Nebraska Athletics Excels in Graduation Success Rate

Written byMatt Smith

Nebraska Athletics continues to rank highly in the classroom among its peers in the Big Ten Conference and at the national level. The NCAA released its Graduation Success Rate (GSR) information on Wednesday, with Nebraska posting a 94 percent rate among all student-athletes.

This marks the sixth consecutive year Nebraska’s rate has been at 90 percent or higher, including four consecutive years at 94 percent or higher. Once again, Nebraska’s all student-athlete GSR above the national average of 90 percent among Division I schools. It is also the sixth consecutive year that Nebraska’s all student-athlete GSR was ranked in the top 15 among the 111 public FBS institutions.

“The continued success in the classroom at Nebraska is a testament to the hard work and dedication of our student-athletes,” Director of Athletics Trev Alberts said. “The young women and men in our programs are achieving at a high level both academically and athletically and are making earning a degree from the University of Nebraska a priority.  I also can’t say enough about our fantastic academic support staff and our coaches for prioritizing success in the classroom.”

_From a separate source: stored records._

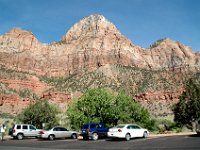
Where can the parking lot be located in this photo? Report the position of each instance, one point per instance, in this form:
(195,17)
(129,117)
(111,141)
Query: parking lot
(173,142)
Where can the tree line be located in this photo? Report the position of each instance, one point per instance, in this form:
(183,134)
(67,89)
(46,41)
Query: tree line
(105,106)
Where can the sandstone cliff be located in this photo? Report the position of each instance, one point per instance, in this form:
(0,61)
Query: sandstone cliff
(93,53)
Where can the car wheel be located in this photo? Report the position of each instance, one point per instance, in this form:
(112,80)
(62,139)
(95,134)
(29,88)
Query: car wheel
(127,136)
(145,135)
(20,136)
(95,136)
(74,136)
(85,137)
(51,137)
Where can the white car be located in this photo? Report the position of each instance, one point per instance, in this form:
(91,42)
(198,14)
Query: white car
(127,131)
(57,132)
(20,131)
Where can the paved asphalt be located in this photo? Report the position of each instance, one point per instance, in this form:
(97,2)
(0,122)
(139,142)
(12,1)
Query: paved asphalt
(177,142)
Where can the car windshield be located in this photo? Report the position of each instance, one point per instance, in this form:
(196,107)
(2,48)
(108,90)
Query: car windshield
(85,126)
(120,126)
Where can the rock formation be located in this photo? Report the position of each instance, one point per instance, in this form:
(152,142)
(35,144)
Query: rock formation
(89,44)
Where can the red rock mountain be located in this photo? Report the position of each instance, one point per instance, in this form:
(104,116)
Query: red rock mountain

The Huskers’ impressive GSR score includes 11 programs that achieved a perfect 100 percent GSR. Those teams include bowling, women’s basketball, women’s golf, women’s gymnastics, women’s tennis, rifle, soccer, softball, swimming and diving, volleyball and men’s tennis. The women’s basketball, women’s tennis and volleyball programs have achieved a perfect GSR each of the 19 years the rate has been computed by the NCAA.

The impressive GSR rate continues Nebraska Athletics’ long history of academic achievement. Nebraska leads all Division I programs with 351 Academic All-Americans in school history across all sports. Nebraska also leads the nation with 18 NCAA Today’s Top 10 Award winners.

The GSR is a measurement that, unlike the federally mandated graduation rates, includes transfer data in the calculation. The GSR data released Wednesday is based on four classes of scholarship student-athletes who entered college in the fall of 2013 to the fall of 2016.

The GSR allows for a six-year window in which the student-athlete can earn his or her degree. Although the GSR includes student-athletes who transferred to Nebraska, it does not count student-athletes who transferred to another school and were academically eligible at the time of their transfer.